PIEL DE FOCA, PIEL DEL ALMA (3)







  "Desde el momento en que nacemos, existe en nuestro interior el salvaje impulso de que nuestra alma gobierne nuestra vida, pues la comprensión de la que es capaz el ego resulta bastante limitada. Imaginemos al ego sujeto con una permanente correa relativamente corta; sólo puede penetrar hasta cierto punto en los misterios de la vida y el espíritu. Por regla general, se asusta, pues tiene la mala costumbre de reducir cualquier numinosidad a un eso no es más que. Exige hechos observables. Al ego no le suelen sentar bien las pruebas de carácter sentimental o místico. Por eso está solo y es muy limitado en las elaboraciones de esta clase y no puede participar por entero en los más misteriosos procesos del alma y la psique. Y, sin embargo, el hombre solitario anhela el alma y distingue vagamente las cosas espirituales y salvajes cuando las tiene cerca.

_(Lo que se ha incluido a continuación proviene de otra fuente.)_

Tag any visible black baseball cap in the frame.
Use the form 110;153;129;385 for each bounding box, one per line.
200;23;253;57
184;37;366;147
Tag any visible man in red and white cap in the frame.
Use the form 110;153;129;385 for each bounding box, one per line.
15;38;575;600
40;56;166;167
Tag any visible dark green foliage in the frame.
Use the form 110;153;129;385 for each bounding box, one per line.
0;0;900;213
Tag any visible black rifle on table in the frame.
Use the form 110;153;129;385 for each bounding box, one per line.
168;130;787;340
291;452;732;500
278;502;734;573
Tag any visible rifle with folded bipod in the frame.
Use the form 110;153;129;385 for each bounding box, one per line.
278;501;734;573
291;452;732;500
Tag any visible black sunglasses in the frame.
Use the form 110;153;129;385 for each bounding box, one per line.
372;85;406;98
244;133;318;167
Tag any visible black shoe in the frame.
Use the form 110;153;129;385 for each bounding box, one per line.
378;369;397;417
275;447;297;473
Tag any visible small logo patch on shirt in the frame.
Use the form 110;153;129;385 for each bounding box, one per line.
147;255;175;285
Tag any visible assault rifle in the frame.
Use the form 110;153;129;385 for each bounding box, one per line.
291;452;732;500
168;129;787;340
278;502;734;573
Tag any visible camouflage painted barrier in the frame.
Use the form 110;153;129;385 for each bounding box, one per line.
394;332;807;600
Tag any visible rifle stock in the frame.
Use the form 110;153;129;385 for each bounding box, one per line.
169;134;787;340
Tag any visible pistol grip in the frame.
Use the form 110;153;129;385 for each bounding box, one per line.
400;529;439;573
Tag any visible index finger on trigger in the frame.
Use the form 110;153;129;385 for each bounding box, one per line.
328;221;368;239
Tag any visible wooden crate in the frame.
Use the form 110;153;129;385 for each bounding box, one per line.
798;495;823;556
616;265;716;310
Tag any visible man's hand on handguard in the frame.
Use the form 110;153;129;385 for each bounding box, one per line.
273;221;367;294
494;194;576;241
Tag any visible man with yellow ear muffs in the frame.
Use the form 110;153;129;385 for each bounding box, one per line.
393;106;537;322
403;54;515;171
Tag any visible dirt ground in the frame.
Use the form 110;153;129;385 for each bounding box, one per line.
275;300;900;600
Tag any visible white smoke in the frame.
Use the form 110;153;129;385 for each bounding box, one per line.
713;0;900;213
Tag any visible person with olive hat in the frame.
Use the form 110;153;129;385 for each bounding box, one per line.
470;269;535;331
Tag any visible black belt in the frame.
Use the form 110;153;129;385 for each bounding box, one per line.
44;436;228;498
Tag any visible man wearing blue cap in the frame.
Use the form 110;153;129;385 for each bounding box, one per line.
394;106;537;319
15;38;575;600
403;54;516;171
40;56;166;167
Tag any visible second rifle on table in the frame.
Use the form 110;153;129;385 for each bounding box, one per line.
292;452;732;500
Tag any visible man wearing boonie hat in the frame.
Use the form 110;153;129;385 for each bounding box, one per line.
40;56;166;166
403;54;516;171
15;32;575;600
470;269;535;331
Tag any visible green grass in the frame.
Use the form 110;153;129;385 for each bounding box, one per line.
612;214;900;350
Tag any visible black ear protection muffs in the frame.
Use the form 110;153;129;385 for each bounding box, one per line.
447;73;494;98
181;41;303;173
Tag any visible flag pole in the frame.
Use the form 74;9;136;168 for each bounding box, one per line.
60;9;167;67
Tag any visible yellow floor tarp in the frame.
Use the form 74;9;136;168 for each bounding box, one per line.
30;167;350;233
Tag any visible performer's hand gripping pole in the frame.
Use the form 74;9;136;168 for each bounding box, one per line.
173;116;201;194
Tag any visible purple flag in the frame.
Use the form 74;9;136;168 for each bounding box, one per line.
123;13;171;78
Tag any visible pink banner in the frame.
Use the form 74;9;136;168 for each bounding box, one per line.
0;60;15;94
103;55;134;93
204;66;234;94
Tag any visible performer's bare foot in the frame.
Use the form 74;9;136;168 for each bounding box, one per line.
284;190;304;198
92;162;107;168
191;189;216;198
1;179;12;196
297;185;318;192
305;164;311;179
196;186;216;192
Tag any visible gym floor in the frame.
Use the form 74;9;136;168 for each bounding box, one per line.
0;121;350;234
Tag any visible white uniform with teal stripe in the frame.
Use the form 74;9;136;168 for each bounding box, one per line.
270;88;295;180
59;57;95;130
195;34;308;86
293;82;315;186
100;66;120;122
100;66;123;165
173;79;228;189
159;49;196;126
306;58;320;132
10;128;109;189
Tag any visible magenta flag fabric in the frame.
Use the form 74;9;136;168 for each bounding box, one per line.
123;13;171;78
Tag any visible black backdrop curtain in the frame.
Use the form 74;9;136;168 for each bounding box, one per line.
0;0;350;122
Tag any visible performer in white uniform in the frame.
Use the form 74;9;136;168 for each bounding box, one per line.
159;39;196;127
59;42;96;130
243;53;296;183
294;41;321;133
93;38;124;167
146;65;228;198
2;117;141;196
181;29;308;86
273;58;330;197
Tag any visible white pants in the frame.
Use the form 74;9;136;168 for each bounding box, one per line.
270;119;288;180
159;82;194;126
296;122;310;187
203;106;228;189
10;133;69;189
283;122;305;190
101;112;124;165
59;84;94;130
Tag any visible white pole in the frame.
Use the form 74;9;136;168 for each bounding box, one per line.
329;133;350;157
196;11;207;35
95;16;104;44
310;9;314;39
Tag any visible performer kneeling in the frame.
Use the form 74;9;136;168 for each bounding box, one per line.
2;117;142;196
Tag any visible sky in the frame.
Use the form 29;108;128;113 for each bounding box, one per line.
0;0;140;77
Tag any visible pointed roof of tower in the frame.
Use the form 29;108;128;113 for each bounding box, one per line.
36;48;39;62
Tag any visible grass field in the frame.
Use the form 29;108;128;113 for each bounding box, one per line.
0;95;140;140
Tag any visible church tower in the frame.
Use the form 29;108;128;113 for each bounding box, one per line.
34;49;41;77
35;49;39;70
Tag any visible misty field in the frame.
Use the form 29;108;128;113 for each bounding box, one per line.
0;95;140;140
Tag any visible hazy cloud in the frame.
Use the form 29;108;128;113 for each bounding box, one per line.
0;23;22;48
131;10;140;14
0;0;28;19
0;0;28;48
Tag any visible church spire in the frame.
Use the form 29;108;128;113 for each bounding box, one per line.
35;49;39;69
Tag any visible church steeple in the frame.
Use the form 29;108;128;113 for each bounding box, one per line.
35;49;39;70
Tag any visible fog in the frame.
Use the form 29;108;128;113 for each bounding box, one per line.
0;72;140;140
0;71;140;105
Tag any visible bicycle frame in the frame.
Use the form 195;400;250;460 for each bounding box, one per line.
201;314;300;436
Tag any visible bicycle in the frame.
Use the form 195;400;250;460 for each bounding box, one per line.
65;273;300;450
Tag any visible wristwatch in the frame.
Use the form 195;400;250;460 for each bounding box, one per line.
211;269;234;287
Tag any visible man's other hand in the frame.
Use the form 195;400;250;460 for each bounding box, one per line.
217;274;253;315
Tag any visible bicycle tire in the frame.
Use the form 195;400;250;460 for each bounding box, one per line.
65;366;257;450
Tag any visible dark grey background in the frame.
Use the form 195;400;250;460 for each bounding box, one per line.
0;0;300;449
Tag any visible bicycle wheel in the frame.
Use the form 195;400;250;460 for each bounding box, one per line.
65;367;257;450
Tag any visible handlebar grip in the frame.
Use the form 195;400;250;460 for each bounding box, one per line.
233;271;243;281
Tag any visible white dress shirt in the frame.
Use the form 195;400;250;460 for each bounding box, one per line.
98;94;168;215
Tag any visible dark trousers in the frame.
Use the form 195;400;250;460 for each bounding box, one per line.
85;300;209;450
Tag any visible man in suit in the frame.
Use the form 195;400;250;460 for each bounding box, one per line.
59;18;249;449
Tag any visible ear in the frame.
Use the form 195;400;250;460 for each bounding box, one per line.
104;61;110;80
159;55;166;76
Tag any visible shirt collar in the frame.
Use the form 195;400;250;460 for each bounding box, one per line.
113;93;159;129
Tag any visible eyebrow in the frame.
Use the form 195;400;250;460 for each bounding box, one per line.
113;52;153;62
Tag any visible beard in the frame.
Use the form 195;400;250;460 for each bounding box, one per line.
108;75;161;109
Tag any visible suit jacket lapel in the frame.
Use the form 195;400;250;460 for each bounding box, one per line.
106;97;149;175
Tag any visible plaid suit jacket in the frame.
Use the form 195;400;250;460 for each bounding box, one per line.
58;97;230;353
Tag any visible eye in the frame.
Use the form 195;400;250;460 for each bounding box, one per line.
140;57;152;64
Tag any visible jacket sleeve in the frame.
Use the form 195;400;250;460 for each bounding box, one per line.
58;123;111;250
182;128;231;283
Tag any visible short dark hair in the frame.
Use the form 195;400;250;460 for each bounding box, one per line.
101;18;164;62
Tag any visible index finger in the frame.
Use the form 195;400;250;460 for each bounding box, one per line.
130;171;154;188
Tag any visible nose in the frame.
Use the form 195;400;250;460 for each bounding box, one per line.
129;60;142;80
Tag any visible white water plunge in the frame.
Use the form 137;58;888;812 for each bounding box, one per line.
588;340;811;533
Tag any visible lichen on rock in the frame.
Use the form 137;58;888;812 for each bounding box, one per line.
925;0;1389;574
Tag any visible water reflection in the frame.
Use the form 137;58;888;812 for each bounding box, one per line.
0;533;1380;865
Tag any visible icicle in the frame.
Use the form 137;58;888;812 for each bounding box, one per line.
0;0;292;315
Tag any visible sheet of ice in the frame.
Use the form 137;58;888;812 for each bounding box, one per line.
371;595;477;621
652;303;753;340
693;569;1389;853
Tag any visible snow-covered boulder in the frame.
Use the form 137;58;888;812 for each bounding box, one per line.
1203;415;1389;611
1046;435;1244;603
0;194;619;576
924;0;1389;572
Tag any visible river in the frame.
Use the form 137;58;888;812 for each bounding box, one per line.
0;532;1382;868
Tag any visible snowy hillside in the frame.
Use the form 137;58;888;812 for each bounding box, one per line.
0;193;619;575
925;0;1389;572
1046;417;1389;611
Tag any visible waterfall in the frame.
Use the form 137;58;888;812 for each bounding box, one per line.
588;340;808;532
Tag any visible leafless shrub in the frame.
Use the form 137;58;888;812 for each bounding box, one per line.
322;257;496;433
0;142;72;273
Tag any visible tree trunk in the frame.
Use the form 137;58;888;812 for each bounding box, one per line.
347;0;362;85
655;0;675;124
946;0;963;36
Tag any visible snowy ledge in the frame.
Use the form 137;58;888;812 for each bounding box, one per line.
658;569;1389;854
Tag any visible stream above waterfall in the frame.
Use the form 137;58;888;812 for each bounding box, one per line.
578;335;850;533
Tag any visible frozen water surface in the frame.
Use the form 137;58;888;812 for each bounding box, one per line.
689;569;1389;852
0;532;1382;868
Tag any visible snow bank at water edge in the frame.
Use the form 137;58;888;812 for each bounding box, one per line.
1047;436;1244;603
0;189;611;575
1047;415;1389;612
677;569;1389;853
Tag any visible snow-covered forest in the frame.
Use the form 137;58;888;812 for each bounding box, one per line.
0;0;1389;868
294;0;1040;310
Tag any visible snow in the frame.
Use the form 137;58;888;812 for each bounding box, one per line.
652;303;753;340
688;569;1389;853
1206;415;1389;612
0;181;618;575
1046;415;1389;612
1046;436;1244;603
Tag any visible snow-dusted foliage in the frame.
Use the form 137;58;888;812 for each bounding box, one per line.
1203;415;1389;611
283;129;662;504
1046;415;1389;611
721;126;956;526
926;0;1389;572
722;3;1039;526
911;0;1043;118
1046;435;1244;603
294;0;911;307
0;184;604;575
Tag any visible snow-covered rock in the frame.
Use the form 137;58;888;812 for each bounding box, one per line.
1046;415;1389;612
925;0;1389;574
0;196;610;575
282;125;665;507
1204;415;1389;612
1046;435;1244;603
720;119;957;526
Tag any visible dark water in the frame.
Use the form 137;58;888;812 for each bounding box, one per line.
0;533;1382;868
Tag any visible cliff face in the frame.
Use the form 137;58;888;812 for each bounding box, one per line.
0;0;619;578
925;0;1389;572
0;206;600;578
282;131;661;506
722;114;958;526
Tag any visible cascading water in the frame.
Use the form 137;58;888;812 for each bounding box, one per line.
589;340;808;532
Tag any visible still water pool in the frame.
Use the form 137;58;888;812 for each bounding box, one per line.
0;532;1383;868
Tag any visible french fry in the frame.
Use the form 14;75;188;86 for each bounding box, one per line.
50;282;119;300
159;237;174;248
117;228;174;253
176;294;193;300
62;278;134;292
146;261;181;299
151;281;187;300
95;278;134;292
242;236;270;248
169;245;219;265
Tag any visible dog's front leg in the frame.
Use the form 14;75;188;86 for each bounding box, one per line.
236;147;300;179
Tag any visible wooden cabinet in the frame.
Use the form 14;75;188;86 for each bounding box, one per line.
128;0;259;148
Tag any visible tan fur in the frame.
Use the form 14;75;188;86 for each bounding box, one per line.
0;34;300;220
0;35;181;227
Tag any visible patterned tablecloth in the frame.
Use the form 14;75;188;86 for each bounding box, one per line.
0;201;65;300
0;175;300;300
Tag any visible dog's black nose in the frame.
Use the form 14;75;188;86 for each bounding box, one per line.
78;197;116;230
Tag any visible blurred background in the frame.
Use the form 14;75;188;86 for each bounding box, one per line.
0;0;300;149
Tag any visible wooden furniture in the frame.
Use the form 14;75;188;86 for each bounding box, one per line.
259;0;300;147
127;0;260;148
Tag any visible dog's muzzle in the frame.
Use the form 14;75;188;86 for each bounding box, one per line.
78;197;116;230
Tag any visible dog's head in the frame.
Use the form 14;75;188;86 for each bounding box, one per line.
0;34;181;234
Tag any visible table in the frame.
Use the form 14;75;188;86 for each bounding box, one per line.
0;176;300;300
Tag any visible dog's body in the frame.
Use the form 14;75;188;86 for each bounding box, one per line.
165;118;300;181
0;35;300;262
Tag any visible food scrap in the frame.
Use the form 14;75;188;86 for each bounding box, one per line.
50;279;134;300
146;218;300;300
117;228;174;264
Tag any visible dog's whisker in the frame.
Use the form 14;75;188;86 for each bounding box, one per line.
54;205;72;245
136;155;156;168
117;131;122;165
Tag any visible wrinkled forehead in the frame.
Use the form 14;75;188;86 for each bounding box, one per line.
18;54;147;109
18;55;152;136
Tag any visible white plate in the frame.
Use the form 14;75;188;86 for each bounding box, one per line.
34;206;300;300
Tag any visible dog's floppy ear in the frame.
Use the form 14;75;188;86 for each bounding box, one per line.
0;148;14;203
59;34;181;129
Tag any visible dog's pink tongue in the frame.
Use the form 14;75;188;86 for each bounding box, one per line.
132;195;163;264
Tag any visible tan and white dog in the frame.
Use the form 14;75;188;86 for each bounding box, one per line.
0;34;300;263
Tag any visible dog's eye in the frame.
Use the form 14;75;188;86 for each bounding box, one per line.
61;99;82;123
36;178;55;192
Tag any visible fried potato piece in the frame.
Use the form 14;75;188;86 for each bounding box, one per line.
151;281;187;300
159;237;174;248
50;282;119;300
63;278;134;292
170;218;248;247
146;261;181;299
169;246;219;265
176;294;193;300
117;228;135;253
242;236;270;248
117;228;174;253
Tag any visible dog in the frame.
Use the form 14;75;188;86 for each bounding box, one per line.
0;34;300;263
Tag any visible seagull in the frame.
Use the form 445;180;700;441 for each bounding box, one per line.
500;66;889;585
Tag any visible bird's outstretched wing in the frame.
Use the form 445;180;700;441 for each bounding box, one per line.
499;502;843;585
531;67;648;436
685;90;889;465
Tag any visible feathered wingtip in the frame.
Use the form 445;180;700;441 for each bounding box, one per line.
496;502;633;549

  Los términos alma y espíritu se suelen usar indistintamente, pero en los cuentos de hadas, el alma siempre es el progenitor del espíritu. En la hermenéutica arcana, el espíritu nace del alma. El espíritu hereda la materia o se encarna en ella para "averiguar" datos acerca del mundo y transmitirlos al alma. Cuando no hay interferencias, la relación entre el alma y el espíritu constituyen una ecología, como en un estanque en el que las criaturas de abajo alimentan a las de arriba y las de arriba alimentan a las de abajo.

  En la psicología junguiana, el ego se suele describir como una pequeña isla de conciencia que flota en un mar de inconsciencia. Sin embargo, en el folclore el ego se representa como una criatura voraz simbolizada a menudo por un ser humano o un animal no demasiado inteligente, rodeado por unas fuerzas que lo desconciertan y a las que intenta dominar. A veces el ego consigue dominarlas de una manera brutal y destructiva, pero al final, gracias a los progresos del héroe o la heroína, suele perder la partida en su intento de hacerse con el dominio.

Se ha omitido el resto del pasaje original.